477 F2d 333 Chan Kam-Shu United States v. Kam-Shu
477 F.2d 333
In the Matter of the Extradition of CHAN KAM-SHU, a fugitive
from the Justice of the Republic of Liberia.
UNITED STATES of America, Appellant,
Chan KAM-SHU, Appellee.
United States Court of Appeals,
April 6, 1973.
John L. Briggs, U. S. Atty., Jacksonville, Fla., Alan C. Todd, Asst. U. S. Atty., Orlando, Fla., Murray R. Stein, John L. Murphy, Chief, Administrative Regulations Sec., Crim. Div., Dept. of Justice, Washington, D.C., for appellant.
Emmett A. Moran, Orlando, Fla., court appointed, for appellee.
Before JONES, GODBOLD and INGRAHAM, Circuit Judges.
GODBOLD, Circuit Judge:
This appeal presents two issues in defining the scope and construing the terms of the extradition treaty between the United States and Liberia. First, whether petitioner, a member of the crew of a Liberian flag vessel, who was brought into the United States after allegedly murdering another crew member while the ship was in international waters, is a fugitive from justice within the scope of the Treaty. Second, whether Liberian authorities timely presented a formal requisition for surrender of the petitioner after he was provisionally arrested. The District Court concluded that Liberia had not timely presented the formal request and granted a writ of habeas corpus. We reverse.

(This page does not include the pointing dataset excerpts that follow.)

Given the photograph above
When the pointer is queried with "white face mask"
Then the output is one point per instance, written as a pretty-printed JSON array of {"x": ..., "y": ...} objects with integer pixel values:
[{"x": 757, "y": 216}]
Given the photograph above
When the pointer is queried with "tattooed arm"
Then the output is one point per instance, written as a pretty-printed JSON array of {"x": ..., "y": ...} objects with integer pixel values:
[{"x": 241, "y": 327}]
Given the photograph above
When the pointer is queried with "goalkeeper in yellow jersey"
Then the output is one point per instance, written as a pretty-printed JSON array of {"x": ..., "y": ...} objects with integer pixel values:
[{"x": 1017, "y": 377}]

On January 30, 1972, Chan Kam-Shu, a crew member aboard the vessel Silver Shelton, allegedly fatally stabbed another crew member.1 The Silver Shelton was then approximately 22 miles off the Atlantic Coast of Florida. The vessel immediately requested assistance from the United States Coast Guard, which instructed the ship to proceed to the mouth of the harbor at Port Canaveral, Florida, approximately two miles offshore. A Coast Guard cutter rendezvoused with the vessel at that location and carried the injured crewman to a hospital.

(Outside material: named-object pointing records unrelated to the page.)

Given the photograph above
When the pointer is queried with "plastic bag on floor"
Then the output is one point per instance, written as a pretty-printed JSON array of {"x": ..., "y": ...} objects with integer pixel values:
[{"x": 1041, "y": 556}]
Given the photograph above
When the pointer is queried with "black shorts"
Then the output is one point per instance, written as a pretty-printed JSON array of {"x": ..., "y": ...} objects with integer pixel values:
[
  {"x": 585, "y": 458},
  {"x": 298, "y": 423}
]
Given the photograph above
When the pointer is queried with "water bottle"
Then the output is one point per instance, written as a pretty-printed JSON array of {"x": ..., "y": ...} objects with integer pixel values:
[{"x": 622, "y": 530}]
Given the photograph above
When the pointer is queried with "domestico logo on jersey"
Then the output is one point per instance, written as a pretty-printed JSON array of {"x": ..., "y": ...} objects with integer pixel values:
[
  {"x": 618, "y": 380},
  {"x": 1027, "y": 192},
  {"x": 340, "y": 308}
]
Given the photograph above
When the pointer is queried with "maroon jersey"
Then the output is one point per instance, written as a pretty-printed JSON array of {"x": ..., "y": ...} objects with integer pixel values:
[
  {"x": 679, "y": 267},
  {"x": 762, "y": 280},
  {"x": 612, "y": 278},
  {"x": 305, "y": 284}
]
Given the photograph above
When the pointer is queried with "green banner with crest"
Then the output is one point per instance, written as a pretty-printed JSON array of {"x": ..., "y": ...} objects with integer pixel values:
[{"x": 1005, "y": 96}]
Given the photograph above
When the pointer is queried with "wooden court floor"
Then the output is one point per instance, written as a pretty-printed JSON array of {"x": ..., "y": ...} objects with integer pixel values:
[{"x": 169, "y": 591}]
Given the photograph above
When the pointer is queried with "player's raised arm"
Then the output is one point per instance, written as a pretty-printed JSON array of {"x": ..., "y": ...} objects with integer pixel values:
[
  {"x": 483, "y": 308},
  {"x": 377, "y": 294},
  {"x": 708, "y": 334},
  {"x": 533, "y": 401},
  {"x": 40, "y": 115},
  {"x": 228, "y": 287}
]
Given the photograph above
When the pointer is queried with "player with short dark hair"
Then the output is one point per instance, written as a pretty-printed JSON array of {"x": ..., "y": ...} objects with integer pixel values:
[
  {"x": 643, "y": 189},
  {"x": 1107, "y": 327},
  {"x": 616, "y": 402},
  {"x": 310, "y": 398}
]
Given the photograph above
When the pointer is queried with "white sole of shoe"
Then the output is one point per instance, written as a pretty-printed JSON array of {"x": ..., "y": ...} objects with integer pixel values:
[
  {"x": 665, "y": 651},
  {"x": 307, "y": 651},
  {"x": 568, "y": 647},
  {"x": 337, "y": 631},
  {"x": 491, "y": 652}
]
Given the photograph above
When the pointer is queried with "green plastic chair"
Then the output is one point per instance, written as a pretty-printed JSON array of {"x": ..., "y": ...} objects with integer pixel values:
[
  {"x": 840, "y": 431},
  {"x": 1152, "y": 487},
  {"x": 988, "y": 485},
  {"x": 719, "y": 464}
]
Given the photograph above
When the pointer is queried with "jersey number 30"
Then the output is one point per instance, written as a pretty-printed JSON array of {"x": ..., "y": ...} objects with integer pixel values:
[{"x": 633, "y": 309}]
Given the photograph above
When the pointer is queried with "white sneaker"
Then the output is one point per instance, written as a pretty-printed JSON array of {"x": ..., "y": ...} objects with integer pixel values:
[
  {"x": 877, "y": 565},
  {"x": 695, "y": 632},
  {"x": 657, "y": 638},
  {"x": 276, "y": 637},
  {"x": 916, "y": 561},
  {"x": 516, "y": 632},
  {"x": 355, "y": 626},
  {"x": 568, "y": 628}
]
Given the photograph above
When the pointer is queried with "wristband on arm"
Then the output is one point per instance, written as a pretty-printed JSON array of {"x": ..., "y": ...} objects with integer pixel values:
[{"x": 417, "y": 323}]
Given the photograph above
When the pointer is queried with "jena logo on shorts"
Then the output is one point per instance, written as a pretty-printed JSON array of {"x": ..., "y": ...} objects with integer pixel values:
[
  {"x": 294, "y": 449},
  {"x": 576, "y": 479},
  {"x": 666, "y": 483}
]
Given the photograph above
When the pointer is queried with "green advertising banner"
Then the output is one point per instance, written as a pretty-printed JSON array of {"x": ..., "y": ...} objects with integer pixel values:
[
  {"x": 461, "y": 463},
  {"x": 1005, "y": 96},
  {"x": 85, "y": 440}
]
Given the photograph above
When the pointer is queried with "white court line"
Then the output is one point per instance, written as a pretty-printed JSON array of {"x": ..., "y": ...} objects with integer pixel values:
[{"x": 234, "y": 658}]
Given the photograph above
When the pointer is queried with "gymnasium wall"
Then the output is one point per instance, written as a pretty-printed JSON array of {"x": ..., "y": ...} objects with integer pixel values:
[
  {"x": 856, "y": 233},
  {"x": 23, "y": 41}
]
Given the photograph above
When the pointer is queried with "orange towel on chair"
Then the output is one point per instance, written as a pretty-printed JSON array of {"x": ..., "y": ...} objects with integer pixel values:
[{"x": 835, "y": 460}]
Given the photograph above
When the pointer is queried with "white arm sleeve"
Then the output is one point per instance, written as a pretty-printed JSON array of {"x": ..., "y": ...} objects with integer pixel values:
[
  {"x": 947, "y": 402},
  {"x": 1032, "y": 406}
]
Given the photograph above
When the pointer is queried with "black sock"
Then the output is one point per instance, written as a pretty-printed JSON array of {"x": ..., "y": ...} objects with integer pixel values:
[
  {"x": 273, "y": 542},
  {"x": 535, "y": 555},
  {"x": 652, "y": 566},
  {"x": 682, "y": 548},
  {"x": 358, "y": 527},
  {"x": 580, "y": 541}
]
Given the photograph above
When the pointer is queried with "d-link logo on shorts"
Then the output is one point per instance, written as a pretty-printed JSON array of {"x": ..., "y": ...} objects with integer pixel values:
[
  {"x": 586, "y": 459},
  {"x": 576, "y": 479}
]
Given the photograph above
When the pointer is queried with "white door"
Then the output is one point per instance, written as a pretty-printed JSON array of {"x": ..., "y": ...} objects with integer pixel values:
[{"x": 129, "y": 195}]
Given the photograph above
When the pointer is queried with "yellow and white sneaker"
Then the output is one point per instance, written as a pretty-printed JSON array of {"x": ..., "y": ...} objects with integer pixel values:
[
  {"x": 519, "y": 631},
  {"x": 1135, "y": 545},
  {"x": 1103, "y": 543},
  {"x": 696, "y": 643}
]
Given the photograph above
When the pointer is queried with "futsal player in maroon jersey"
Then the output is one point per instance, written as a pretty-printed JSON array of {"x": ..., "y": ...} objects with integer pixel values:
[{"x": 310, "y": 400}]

An FBI agent investigating the incident found the crewman dead at the hospital. At the invitation of the Silver Shelton's captain, the agent went aboard the vessel. He elicited statements from crew members and brought Chan ashore to the local jail. The agent testified that he took Chan into custody because the captain requested assistance in investigating the incident and in detaining the suspect, so the agent arrested Chan for the crime, and because both Chan and the captain requested that Chan be taken ashore, fearing that Chan would not be safe aboard ship after killing the other crewman, who was a popular man aboard ship. The Silver Shelton sailed after guaranteeing the cost of Chan's air transportation to Hong Kong. The FBI concluded its investigation and transferred custody of Chan to the Immigration and Naturalization Service (INS) which paroled him into the country. He remained in jail from the day he was brought ashore, January 30.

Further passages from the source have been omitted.